Each book contains some authors the others don't have, and for those interested in Cuban writing all should be worth reading.

Cubana: Contemporary Fiction by Cuban Women (1998) is a translation of Pillars of Salt, an anthology published in Cuba in 1996 and the first collection of Cuban fiction by women. Another work, the Borzoi Anthology of Latin American Literature, Vol. 2 (1977), contains nine Cuban writers, including Carpentier, Cabrera Infante, Sarduy and Arenas as well as Lezama Lima and other poets.

Excerpts:

"Because of the dramatic singularity of the events, because of the fantastic bearing of the characters who met . . . in the magical crossroads of [Haiti], everything seems marvelous in a story it would have been impossible to set in Europe and which is as real, in any case, as any exemplary event yet set down for the edification of students in school manuals. But what is the history of all the Americas but a chronicle of the [marvelous real]?"

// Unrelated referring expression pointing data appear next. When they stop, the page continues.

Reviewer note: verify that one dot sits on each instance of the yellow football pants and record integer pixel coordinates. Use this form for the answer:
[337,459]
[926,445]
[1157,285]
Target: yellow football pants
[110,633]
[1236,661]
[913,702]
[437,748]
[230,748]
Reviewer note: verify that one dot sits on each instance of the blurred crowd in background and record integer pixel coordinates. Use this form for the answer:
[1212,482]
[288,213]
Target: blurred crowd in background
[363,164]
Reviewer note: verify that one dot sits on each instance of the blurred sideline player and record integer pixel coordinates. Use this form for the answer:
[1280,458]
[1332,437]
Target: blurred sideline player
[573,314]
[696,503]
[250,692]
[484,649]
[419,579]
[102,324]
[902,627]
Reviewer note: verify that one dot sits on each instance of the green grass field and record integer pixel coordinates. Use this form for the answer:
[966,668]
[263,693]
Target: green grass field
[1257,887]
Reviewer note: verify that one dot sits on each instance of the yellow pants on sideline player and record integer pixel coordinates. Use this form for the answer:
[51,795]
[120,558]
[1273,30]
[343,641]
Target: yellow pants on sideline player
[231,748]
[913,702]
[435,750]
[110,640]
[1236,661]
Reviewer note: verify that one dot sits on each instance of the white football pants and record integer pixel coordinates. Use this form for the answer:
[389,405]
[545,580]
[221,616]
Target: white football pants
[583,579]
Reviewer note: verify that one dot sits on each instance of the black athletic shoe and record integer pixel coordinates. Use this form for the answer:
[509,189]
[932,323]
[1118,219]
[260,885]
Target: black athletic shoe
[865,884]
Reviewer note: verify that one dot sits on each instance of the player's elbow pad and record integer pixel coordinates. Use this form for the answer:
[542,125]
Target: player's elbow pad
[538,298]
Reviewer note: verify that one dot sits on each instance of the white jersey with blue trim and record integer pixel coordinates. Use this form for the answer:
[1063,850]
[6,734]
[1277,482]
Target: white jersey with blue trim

"In the deep darkness now, in darkness fifty, a hundred, a hundred and fifty fathoms under the edge of light swimming in darkness, in the lower depths, wet kissing, wet all over, wet in the dark and wet, forgotten . . . oblivious to ourselves, bodiless except for mouths and tongues and teeth reflected in a wet mirror, two mouths and two tongues and four rows of teeth and gums occasionally, lost in saliva of kisses, silent now . . . not noticing, tongues skin-diving in mouths, our lips swollen, kissing humidly each other, kissing, kissing before countdown and after blast-off, in orbit, man, out of this world, lost. Suddenly we were leaving the cabaret. It was then that I saw her for the first time."

"During the entire trip my mother tried to persuade me to give myself up; she said it would be best for me. She was telling me that one of her neighbors who had been sentenced to thirty years had been released after only ten, and now was free and walked by her house every day, singing. I could not see myself singing in front of my mother's house after ten years in jail; this was not really a promising future."

"He remembered holding his daughters days after their birth, thinking how fragile and vulnerable lay his bond to the future. For weeks, he carried them on pillows, like jeweled china. Then, the blank spaces of his life lay before him. Now he stood with the gulf at his back, their ribbony youth aflutter in the past. And what had he salvaged from the years? Already, he was forgetting Rosa's face, the precise shade of her eyes."

"As Ricky got older, his English didn't get any better, but his Spanish kept getting worse."